The easy way is just "databaseGraph.clear()" Doug
Hi Guys, On Jul 12, 2005, at 8:25 AM, Douglas Gregor wrote:
The major problem here is that you shouldn't be dereferencing vertices(databaseGraph).second, because it is a past-the-end iterator. You could rewrite the loop as:
while (vertices(databaseGraph).first != vertices(databaseGraph).second) { b = *vertices(databaseGraph).first; clear_vertex(b, databaseGraph); remove_vertex(b, databaseGraph); }
But the above loop could also have problems due to vertex iterator invalidation caused by remove_vertex... it depends on the graph used.
Can you let me know what is the correct way of deleting all edges and vertices in a mutable property undirected graph.
The easy way is just "databaseGraph.clear()"
Yep.
Cheers,
Jeremy
_______________________________________________
Jeremy Siek
Hi,
The clear() function did the trick for me. I am using vecS for
OutEdgeList and VertexList.
I guess using listS would have been better in this case. The list
would not have caused the iterator problem.
Thanks for your help.
Regards,
Abhijit Deshmukh
On 7/12/05, Jeremy Graham Siek
Hi Guys,
On Jul 12, 2005, at 8:25 AM, Douglas Gregor wrote:
The major problem here is that you shouldn't be dereferencing vertices(databaseGraph).second, because it is a past-the-end iterator.
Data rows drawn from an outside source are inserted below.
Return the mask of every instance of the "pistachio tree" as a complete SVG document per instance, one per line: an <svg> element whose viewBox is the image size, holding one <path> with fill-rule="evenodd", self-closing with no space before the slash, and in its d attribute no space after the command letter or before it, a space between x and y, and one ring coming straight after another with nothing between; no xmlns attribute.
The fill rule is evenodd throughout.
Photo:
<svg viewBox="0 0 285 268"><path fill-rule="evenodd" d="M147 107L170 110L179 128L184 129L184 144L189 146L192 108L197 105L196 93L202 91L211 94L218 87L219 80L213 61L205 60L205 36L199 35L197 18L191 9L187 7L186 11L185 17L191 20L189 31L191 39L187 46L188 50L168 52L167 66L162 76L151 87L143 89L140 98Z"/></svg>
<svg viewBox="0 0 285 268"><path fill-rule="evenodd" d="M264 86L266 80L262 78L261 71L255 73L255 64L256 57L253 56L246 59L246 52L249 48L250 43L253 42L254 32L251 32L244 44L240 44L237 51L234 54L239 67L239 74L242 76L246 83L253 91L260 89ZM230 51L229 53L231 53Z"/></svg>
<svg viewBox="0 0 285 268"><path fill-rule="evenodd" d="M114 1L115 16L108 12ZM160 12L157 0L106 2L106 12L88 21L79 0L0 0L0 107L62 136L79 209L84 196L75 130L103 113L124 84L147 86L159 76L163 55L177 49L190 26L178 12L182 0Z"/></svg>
You could rewrite the loop as:
while (vertices(databaseGraph).first != vertices(databaseGraph).second) { b = *vertices(databaseGraph).first; clear_vertex(b, databaseGraph); remove_vertex(b, databaseGraph); }
But the above loop could also have problems due to vertex iterator invalidation caused by remove_vertex... it depends on the graph used.
Can you let me know what is the correct way of deleting all edges and vertices in a mutable property undirected graph.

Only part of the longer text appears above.